Let's look at the second one first, because there's more likely to be progress on that.
Comment 19 Kristof Provost freebsd_committer 2015-07-25 12:53:23 UTC
Ok, I think I've got a handle on what the problem is.

With rdr to ::1 we fail the scope check in ip6_input() (right after the pfil hook) because we have a packet to localhost with a m->m_pkthdr.rcvif which is not a loopback interface.
That can be fixed by having pf rewrite the rcvif, but that'd special-case rdr to ::1.

We've got a similar problem for the reply. There we've got a packet from ::1 to something else. This fails the scope lookup too.
In essence the problem is that we've already made the routing decision before pf gets the chance to rewrite the destination address.

I'm not quite sure how to fix this though.
Comment 20 Daniel Ylitalo 2015-07-27 08:35:27 UTC
If I understand the problem correctly wouldn't that also be the same problem if you were to rdr ipv6 from a public nic to a LAN nic? As you can't affect the routing from PF?

I.e:
rdr pass log on igb0 inet6 proto tcp from any to 2a00:1a28:1252::2 port 80 -> fc00::1234 port 8080

Or any scenario where you want to rdr the traffic from one nic to another
Comment 21 Kristof Provost freebsd_committer 2015-07-28 08:32:30 UTC
At first glance the issue is in in6_clearscope() and in6_setscope().

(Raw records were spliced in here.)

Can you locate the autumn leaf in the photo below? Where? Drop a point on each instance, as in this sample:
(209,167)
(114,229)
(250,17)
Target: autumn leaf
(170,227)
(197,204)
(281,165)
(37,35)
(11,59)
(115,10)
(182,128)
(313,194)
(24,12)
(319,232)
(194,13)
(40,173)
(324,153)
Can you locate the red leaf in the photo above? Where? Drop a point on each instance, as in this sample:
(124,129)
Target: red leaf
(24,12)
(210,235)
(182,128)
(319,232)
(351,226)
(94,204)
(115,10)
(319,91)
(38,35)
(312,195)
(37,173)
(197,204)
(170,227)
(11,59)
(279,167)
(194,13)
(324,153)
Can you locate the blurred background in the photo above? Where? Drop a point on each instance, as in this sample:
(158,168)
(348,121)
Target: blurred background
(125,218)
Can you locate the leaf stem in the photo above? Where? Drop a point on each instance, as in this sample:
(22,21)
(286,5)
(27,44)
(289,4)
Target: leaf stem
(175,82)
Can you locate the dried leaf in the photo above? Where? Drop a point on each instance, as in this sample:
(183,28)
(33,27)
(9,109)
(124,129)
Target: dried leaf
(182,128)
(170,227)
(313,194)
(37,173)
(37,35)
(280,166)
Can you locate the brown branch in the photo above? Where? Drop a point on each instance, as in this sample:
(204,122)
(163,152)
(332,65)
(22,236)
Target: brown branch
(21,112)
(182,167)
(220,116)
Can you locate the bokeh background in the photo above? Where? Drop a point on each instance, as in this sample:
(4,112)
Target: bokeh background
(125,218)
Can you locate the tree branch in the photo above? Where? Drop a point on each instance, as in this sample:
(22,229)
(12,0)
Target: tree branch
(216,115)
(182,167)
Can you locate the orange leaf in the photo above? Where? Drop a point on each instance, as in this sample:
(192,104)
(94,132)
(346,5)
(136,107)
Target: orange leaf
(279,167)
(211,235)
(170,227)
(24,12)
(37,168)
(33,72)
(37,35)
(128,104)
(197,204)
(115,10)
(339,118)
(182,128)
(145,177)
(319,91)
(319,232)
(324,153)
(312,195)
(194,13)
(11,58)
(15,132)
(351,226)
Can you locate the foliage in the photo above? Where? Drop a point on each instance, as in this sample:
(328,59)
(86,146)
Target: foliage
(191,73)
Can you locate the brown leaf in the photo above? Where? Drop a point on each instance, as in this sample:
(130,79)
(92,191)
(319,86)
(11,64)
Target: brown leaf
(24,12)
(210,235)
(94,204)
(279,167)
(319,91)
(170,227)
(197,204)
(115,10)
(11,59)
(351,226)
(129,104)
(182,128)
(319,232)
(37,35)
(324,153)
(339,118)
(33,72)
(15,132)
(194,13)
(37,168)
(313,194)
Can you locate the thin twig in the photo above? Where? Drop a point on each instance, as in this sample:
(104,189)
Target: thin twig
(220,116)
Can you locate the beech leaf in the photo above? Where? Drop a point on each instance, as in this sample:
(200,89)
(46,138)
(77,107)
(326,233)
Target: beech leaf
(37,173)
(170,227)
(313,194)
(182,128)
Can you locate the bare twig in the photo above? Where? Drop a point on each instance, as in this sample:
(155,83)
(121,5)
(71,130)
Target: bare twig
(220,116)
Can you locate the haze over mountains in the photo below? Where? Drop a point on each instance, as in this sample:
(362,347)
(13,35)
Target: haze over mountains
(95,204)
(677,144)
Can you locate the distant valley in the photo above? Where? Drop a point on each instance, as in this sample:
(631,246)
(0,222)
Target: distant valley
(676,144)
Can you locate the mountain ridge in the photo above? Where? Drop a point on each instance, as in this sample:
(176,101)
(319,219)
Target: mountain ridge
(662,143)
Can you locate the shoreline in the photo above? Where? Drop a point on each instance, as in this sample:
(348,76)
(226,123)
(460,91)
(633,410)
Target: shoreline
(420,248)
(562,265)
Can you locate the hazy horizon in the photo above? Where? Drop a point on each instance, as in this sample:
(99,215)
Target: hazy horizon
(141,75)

Those will only fail for the loopback address (::1) or link local addresses.
The rdr rule does work with GUAs.
Comment 22 Eitan Adler freebsd_committer freebsd_triage 2018-05-28 19:49:53 UTC
batch change:

For bugs that match the following
-  Status Is In progress 
AND
- Untouched since 2018-01-01.
AND
- Affects Base System OR Documentation

DO:

Reset to open status.


Note:
I did a quick pass but if you are getting this email it might be worthwhile to double check to see if this bug ought to be closed.
Comment 23 ultramage 2019-06-18 14:22:58 UTC
I have been observing this issue for several years. I believe last time I tested it was on FreeBSD 11.2 from 2017. I re-tested this today on FreeBSD 12.0-RELEASE-p3 r343997 and have not noticed the disruption in tcp traffic that comes from bad checksums. From the tcpdumps, it looks like the OS is correctly performing timestamp randomization/masquerade on behalf of computers on both sides of the connection. So... I guess it's fixed? Don't know when exactly. A second confirmation would be appreciated.